我想Avro的二进制EN code我的JSON字符串。下面是我的JSON字符串,我创建了一个简单的方法,它会进行转换,但我不知道我做的方式是否正确呢?

I am trying to avro binary encode my JSON String. Below is my JSON String and I have created a simple method which will do the conversion but I am not sure whether the way I am doing is correct or not?

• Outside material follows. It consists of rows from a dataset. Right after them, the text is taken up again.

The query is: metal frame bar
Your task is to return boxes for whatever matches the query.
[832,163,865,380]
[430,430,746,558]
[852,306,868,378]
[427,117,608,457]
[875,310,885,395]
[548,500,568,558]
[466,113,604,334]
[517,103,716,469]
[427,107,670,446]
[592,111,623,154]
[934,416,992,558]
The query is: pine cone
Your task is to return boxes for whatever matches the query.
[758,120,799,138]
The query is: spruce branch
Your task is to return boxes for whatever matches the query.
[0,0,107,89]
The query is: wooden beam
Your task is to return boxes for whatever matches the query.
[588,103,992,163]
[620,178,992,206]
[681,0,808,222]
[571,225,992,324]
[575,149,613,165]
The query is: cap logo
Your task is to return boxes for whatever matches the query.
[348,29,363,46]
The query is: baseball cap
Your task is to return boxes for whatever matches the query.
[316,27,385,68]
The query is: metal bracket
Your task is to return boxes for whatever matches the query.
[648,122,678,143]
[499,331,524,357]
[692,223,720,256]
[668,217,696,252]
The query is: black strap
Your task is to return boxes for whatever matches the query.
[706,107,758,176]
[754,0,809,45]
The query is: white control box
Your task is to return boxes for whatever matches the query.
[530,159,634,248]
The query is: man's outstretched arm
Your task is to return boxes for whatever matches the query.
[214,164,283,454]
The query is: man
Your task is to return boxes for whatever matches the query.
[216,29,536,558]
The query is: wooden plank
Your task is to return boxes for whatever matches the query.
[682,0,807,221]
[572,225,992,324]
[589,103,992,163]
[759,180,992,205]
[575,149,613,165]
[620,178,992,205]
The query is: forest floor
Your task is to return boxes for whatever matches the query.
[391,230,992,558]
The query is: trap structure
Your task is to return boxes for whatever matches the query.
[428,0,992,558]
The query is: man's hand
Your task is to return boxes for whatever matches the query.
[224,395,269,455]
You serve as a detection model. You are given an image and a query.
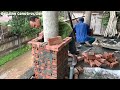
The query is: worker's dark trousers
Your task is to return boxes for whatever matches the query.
[69,32,77,54]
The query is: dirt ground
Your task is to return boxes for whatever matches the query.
[0,37,120,79]
[0,51,33,79]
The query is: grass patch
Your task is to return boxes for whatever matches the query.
[0,45,31,66]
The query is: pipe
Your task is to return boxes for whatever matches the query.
[69,65,74,79]
[69,55,77,79]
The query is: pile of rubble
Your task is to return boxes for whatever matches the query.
[78,52,119,68]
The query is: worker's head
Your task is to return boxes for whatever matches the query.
[79,17,84,22]
[30,16,40,28]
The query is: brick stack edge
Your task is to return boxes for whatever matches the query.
[81,52,119,68]
[29,33,71,79]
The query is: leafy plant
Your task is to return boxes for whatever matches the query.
[102,12,110,28]
[0,45,31,66]
[9,15,41,37]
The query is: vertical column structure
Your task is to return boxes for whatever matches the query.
[42,11,59,42]
[84,11,92,26]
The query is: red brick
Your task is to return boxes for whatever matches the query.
[68,53,73,57]
[76,66,84,73]
[77,56,83,61]
[41,63,45,67]
[40,66,44,70]
[109,53,114,58]
[74,74,79,79]
[95,54,102,59]
[48,36,63,46]
[89,60,95,67]
[74,68,79,74]
[82,53,88,59]
[103,52,109,59]
[107,58,115,63]
[84,59,89,64]
[52,61,57,66]
[110,61,119,68]
[47,60,51,65]
[45,75,51,79]
[97,58,106,63]
[53,70,57,74]
[105,60,110,66]
[88,52,95,56]
[94,60,102,67]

public static void main(String args[]) throws Exception{
try{
    Schema schema = new Parser().parse((TestExample.class.getResourceAsStream("/3233.avsc")));
    String json="{"+
        "  \"location\" : {"+
        "    \"devices\":["+
        "      {"+
        "        \"did\":\"9abd09-439bcd-629a8f\","+
        "        \"dt\":\"browser\","+
        "        \"usl\":{"+
        "          \"pos\":{"+
        "            \"source\":\"GPS\","+
        "            \"lat\":90.0,"+
        "            \"long\":101.0,"+
        "            \"acc\":100"+
        "          },"+
        "          \"addSource\":\"LL\","+
        "          \"add\":["+
        "            {"+
        "              \"val\":\"2123\","+
        "              \"type\" : \"NUM\""+
        "            },"+
        "            {"+
        "              \"val\":\"Harris ST\","+
        "              \"type\" : \"ST\""+
        "            }"+
        "          ],"+
        "          \"ei\":{"+
        "            \"ibm\":true,"+
        "            \"sr\":10,"+
        "            \"ienz\":true,"+
        "            \"enz\":100,"+
        "            \"enr\":10"+
        "          },"+
        "          \"lm\":1390598086120"+
        "        }"+
        "      }"+
        "    ],"+
        "    \"ver\" : \"1.0\""+
        "  }"+
        "}";

    byte[] avroByteArray = fromJsonToAvro(json,schema);

} catch (Exception ex) {
    // log an exception
}

下面方法将我的JSON字符串转换为二进制的Avro EN codeD -

Below method will convert my JSON String to Avro Binary encoded -

private static byte[] fromJsonToAvro(String json, Schema schema) throws Exception {

    InputStream input = new ByteArrayInputStream(json.getBytes());
    DataInputStream din = new DataInputStream(input);   

    Decoder decoder = DecoderFactory.get().jsonDecoder(schema, din);

    DatumReader<Object> reader = new GenericDatumReader<Object>(schema);
    Object datum = reader.read(null, decoder);


    GenericDatumWriter<Object>  w = new GenericDatumWriter<Object>(schema);
    ByteArrayOutputStream outputStream = new ByteArrayOutputStream();

    Encoder e = EncoderFactory.get().binaryEncoder(outputStream, null);

    w.write(datum, e);
    e.flush();

    return outputStream.toByteArray();
}

任何人都可以看看,让我知道我想Avro的二进制的方式是否我的JSON字符串是否正确?

Can anyone take a look and let me know whether the way I am trying to avro binary my JSON String is correct or not?

推荐答案

我觉得OP是正确的。这将写的Avro记录自己没有的模式,这将是present,如果这是一个Avro的数据文件。

I think OP is correct. This will write Avro records themselves without the schema that would be present if this were an Avro data file.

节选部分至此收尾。